10. At this juncture, the learned counsel relied upon the judgment of Bhupinderpal Singh’s case [cited supra] and would submit that the non consideration of the response to the enquiry report is fatal. In this regard, the learned counsel for the appellant by relying upon the Government letter dated 30.01.2004 and 15.11.2006, would contend that there is a non application of mind by the Appellate Authority. The letter dated 15.11.2006 is only seeking explanation upon the enquiry report for imposing enhancement of punishment. In this regard, when the appellant preferred a writ petition in WP.No.1673 of 2007, vide order dated 03.01.2011 this Court has upheld the jurisdiction of the State Government to issue notice for enhancing the punishment. Therefore, having already suffered an order about the validity of the letter dated 30.01.2004 and 15.11.2006, the appellant cannot take advantage of some inadvertent reference of the letter in her favour, that too at the Writ Appeal stage.

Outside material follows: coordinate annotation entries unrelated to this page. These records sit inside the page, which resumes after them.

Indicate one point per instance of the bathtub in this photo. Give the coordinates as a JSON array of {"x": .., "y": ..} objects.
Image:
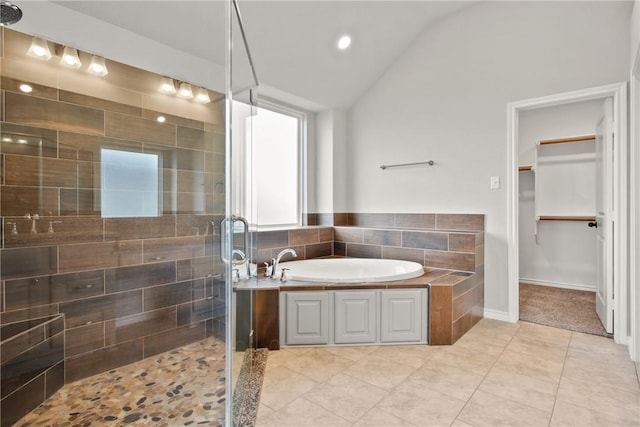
[{"x": 351, "y": 270}]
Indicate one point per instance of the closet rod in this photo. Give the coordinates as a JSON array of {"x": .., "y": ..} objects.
[
  {"x": 430, "y": 163},
  {"x": 566, "y": 218},
  {"x": 572, "y": 139}
]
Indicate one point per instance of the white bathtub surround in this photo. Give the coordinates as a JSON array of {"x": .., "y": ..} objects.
[{"x": 350, "y": 270}]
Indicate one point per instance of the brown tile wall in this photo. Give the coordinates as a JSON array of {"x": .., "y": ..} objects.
[
  {"x": 129, "y": 287},
  {"x": 444, "y": 241},
  {"x": 449, "y": 241},
  {"x": 32, "y": 365}
]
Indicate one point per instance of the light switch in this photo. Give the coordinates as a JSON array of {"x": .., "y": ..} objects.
[{"x": 494, "y": 183}]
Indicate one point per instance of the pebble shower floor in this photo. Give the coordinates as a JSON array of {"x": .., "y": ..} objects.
[{"x": 177, "y": 388}]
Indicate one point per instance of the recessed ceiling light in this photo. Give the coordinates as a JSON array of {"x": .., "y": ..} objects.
[{"x": 344, "y": 42}]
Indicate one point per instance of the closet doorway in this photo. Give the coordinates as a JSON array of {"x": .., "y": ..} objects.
[{"x": 566, "y": 210}]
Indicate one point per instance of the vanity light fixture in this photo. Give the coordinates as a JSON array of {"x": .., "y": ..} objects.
[
  {"x": 185, "y": 91},
  {"x": 70, "y": 58},
  {"x": 344, "y": 42},
  {"x": 202, "y": 96},
  {"x": 25, "y": 88},
  {"x": 98, "y": 66},
  {"x": 39, "y": 48},
  {"x": 167, "y": 86}
]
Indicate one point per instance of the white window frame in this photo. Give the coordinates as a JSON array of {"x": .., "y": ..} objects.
[{"x": 242, "y": 203}]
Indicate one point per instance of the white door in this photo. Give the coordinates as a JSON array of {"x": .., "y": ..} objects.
[{"x": 604, "y": 215}]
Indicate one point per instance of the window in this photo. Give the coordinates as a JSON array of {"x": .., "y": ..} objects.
[
  {"x": 270, "y": 167},
  {"x": 130, "y": 184}
]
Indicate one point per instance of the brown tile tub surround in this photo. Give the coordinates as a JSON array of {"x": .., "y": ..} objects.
[
  {"x": 129, "y": 287},
  {"x": 450, "y": 246}
]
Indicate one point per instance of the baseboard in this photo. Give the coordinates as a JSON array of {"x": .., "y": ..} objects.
[
  {"x": 558, "y": 285},
  {"x": 496, "y": 315}
]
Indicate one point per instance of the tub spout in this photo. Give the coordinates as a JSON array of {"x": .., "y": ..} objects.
[{"x": 279, "y": 257}]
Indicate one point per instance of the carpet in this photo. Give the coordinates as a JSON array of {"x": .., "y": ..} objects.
[
  {"x": 560, "y": 308},
  {"x": 246, "y": 396}
]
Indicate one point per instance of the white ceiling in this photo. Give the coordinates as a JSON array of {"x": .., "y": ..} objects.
[{"x": 292, "y": 42}]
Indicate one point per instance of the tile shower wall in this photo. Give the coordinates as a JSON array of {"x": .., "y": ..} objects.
[{"x": 129, "y": 288}]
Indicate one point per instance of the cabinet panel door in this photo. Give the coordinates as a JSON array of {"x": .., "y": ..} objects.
[
  {"x": 401, "y": 316},
  {"x": 307, "y": 318},
  {"x": 355, "y": 317}
]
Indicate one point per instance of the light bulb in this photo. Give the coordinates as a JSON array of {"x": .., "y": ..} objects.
[
  {"x": 185, "y": 91},
  {"x": 203, "y": 96},
  {"x": 70, "y": 58},
  {"x": 98, "y": 66},
  {"x": 39, "y": 48},
  {"x": 344, "y": 42},
  {"x": 167, "y": 86}
]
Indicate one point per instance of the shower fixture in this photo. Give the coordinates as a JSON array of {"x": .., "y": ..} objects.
[{"x": 9, "y": 13}]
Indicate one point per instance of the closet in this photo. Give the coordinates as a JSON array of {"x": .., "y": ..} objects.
[{"x": 557, "y": 195}]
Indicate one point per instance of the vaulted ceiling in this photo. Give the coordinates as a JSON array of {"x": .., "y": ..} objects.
[{"x": 292, "y": 42}]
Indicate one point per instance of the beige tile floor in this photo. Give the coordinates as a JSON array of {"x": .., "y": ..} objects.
[{"x": 498, "y": 374}]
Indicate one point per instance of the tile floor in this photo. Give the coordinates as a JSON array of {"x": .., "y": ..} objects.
[{"x": 498, "y": 374}]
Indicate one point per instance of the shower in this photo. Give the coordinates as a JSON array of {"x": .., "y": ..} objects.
[{"x": 9, "y": 13}]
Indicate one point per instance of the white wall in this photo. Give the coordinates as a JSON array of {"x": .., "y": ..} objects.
[
  {"x": 323, "y": 160},
  {"x": 634, "y": 283},
  {"x": 445, "y": 99},
  {"x": 565, "y": 252},
  {"x": 330, "y": 160}
]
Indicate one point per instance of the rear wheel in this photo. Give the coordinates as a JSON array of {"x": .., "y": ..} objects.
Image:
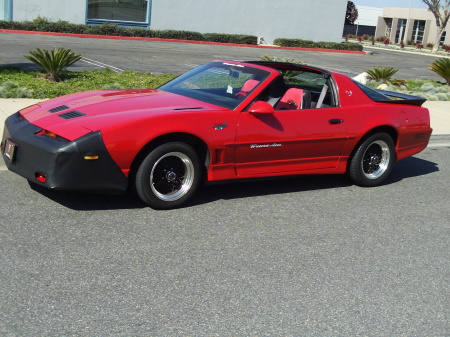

11. The learned counsel would also rely upon the judgment of Roop Singh Negi’s case [cited supra]. In the above judgment, the Hon’ble Supreme Court has hold that mere marking of documents are not sufficient unless, it is proved and that the enquiry report should not be based upon the conjunctures and surmises. But, in the case in hand, the Disciplinary Authority has arrived at a conclusion based upon the material available before them for misappropriation of funds, apart from the charge of corruption. Such finding was approved by the Appellate Authority on re-appreciation of evidences. Further, through the argument of the learned counsel for the appellant, this Court absolutely could not find any material to say the enquiry report is perverse. All the factual defence, if accepted may only lead to alternative finding, which cannot be substituted in the place of finding of the Disciplinary Authority. Further, the enquiry report discloses all the foundational fact to reach such possible conclusion.

12. Therefore, we are of the firm view that the conclusion reached by the learned Single Judge is in accordance with law and this Court absolutely does not find any ground to interfere with the same.

13. In the result, this Writ Appeal stands dismissed. No costs.